If you want the variety of races that 5E has, and that modern-style world where you have a lot of options, go with Old School Essentials: Advanced Fantasy, and pick up the Carcass Crawler zines. This will provide you with the baseline options you are accustomed to, the standard mix that originated in D&D 4E, specifically in the Nerrath campaign setting.

I would use OSE to run a Nerrath game these days, and that says a lot about this game. This would be my first choice since it preserves a high level of character power compared to D&D 4E, where a magic user's fireball spell can vaporize almost every creature in the blast radius below 4 hit dice. This does not happen in any version of the game that Wizards made.

You do not have the "shooty cantrips" in this game that 4E had, but to counter that, I would be much more generous on supplying magic wands, rods, and staves to the party, in crafting, finding, and being able to trade or buy for them. If you want "shooty casters," then give them the tools to do that. Don't go crazy, and remember that finding other magic items the party can't use makes them tradable items, so a caster could trade an expended wand for a full one, with an extra item to pay for the charged-up wand. All it takes is you as a referee to toss an additional item or two in there for the trade, and even rare gems and valuable items work for this sort of bartering.

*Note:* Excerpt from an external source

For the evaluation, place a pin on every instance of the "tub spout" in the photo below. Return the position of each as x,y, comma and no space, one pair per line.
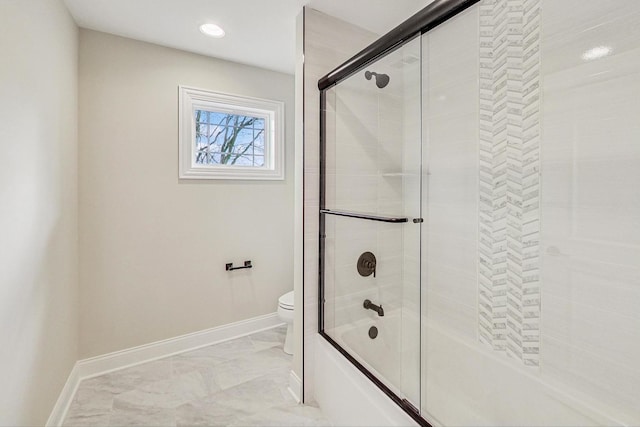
371,306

As an alternative, create things in the adventure that can recharge wands, staves, and rods when they are touched to them, such as ley lines, magic crystals, or divine fountains. Draining a magical power source like this will temporarily discharge it, and it will replenish over time. 5E will go out of its way to tell you these things are not possible, and that you must recharge magic items in a specific way by the rules. In old-school gaming, how you want things to work is how they work.

Many problems in 5E were created for the game so the designers could solve them. We had this all figured out back in the day. Don't be stingy on treasure, and give characters reasons to use gold. It is a simple fix, and casters do not need free, infinite-shot laser pistols in their fingers, as it makes magic too ordinary and commonplace. Also, since hit points are not scaled, magic missiles hit way harder in OSE than in 5E, and the spell gets lethal at higher levels.

Swords & Wizardry offers a set of options closer to the original game, including humans, dwarves, elves, half-elves, and halflings. The book of options only offers two more: gnomes and stygian. You do not get Drow, Tiefling, Dragonborn, or any of the other modern race choices. You could port them in from OSE, if you want, using the standalone race options, but we are comparing games here.

The only other central point is that S&W classes are more in-depth in terms of gaining new abilities as they level, whereas OSE classes tend to be flatter and more straightforward. This is the AD&D versus D&D split again, where the basic D&D type classes always were cleaner designs, and AD&D went into a deeper design for each.

If you are interested in having a variety of race and class options, OSE will be the best game for you. OSE is the best choice for those wanting a more modern set of options in a classic game wrapper.

If you want fewer race and class options, and each choice to have more to it, then S&W will be the game that makes you the happiest. S&W is the perfect "AD&D-lite" style of play, cutting closest to the source material while giving you deeper class options and abilities.

Personally? I would use Swords & Wizardry for Greyhawk or Forgotten Realms games. Either this or the equally excellent Adventures Dark & Deep game, but S&W will be the easier choice since it is closer to a rules-light game. If I am pulling out ADAD, I am committing to a year-long campaign or more. S&W will be better for faster play, lighter characters, and newer players.

Bother are great games that look at classic gaming through different lenses, yet provide nearly identical gameplay experiences.